Notably, in individuals with acquired hearing loss, working memory seemed to play a more important role in rhyme judgment task than in individuals with normal hearing (Andersson, 2002; Classon et al., 2013a). Working memory is responsible for temporarily holding and processing information during ongoing cognitive processes (Baddeley, 1992). Classon et al. (2013a) found that rhyme judgment accuracy was independent of working memory capacity (WMC) measured with the reading span test (RST, Rönnberg et al., 1989) in normal-hearing participants. However, rhyme judgment accuracy was predicted by WMC in participants with moderate-to-severe hearing loss. Similarly, rhyme judgment accuracy correlated with verbal WMC measured with the word span test (Baddeley et al., 1975) in participants with hearing impairment but not those with normal hearing (Andersson, 2002). A closer look at individuals with hearing impairment found that individual differences in rhyme judgment reaction times were also explained by WMC measured with the Reading Span Task (RST) (Rudner et al., 2019). These findings demonstrate that, when performing the rhyme judgment task, individuals with hearing impairment compensate for the deterioration of phonological processing through strategies that require working memory. Findings from an electroencephalographic study also suggests that individuals with hearing impairment relied more on compensatory top-down strategy such as articulatory recoding and grapheme-to-phoneme conversion procedures to enhance the precision of phonological/orthographical information held in working memory (Classon et al., 2013b).

Nevertheless, in the studies reporting a correlation between rhyme judgment performance and WMC in individuals with hearing impairment, it is worth noting that the hearing-impaired participants were all experienced hearing aid users (Andersson, 2002; Classon et al., 2013a, 2013b; Rudner et al., 2019). This brought a complicating factor into the findings: it was possible that hearing aid use was associated with the differences in performance, especially the enhanced involvement of WMC in rhyme judgment performance. This would put into question the argument that it was hearing impairment alone that led to the enhanced involvement of WMC.

In fact, very little attention has been paid to the effect of hearing aid use on phonological processing.
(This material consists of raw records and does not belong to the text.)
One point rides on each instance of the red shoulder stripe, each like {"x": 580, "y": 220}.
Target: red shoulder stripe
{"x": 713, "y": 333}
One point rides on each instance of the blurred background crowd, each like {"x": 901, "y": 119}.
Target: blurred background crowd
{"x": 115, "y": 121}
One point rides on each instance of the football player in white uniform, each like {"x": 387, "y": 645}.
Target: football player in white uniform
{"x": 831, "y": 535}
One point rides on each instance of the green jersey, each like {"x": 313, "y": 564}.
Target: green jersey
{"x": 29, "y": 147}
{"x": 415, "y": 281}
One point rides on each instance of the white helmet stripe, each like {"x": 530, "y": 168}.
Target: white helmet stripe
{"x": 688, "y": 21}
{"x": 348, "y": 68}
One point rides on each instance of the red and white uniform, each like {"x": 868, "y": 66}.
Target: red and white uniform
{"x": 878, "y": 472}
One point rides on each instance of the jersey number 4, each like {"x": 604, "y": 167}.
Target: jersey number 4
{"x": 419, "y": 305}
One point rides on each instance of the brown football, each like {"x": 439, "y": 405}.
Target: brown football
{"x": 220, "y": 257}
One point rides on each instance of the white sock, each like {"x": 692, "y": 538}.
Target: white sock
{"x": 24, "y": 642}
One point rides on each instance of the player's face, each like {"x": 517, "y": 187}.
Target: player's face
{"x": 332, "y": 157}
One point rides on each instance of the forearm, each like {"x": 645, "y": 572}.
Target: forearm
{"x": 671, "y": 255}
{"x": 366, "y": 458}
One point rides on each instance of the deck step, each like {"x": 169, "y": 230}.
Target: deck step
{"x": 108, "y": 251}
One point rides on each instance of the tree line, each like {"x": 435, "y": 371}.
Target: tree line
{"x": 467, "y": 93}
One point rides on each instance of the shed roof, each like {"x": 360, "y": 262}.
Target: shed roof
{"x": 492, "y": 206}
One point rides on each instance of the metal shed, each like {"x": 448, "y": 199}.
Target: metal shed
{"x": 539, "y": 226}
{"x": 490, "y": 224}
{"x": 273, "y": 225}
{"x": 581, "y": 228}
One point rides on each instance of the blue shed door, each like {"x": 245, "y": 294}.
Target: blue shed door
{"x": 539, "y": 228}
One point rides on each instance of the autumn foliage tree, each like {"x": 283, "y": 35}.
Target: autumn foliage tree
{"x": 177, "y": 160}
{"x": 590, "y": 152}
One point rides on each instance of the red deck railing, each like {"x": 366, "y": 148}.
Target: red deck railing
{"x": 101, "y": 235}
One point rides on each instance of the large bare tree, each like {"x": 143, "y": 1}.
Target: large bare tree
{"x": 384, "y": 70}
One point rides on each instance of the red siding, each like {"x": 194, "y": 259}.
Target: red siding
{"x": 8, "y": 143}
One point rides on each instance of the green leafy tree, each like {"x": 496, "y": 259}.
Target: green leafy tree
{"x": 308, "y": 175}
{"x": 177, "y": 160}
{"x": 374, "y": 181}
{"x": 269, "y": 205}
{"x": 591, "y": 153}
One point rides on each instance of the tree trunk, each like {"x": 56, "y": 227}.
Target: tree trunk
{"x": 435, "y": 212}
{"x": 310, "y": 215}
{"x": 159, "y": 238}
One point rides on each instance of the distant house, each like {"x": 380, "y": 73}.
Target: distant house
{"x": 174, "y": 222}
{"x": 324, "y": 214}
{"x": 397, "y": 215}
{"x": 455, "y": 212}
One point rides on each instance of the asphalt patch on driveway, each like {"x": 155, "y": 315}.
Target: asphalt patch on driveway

Rudner et al. (2019) reported that hearing aid experience did not account for a significant amount of variance in the visual rhyme judgment task beyond lexical access speed and WMC. However, this study did not consider the possible interaction between hearing aid experience and WMC. It was possible that the moderating effect of WMC contributed to this null outcome because the effect of hearing aid use may change for individuals with different WMC, and hearing aid use may change how task performance relies on WMC (Lunner et al., 2009). A moderating effect of WMC has been found when investigating the effect of hearing aid use on speech perception in noise, showing that even after long periods of hearing aid use some conditions never seem to reach complete independence of WMC (Ng and Rönnberg, 2020). This may in turn imply that some conditions which are sufficiently dynamic in their matching to stored long-term memory representations are too variable to create entirely reliable prototypical representations that capture dynamic stimuli in the long-term (Rönnberg et al., 2022).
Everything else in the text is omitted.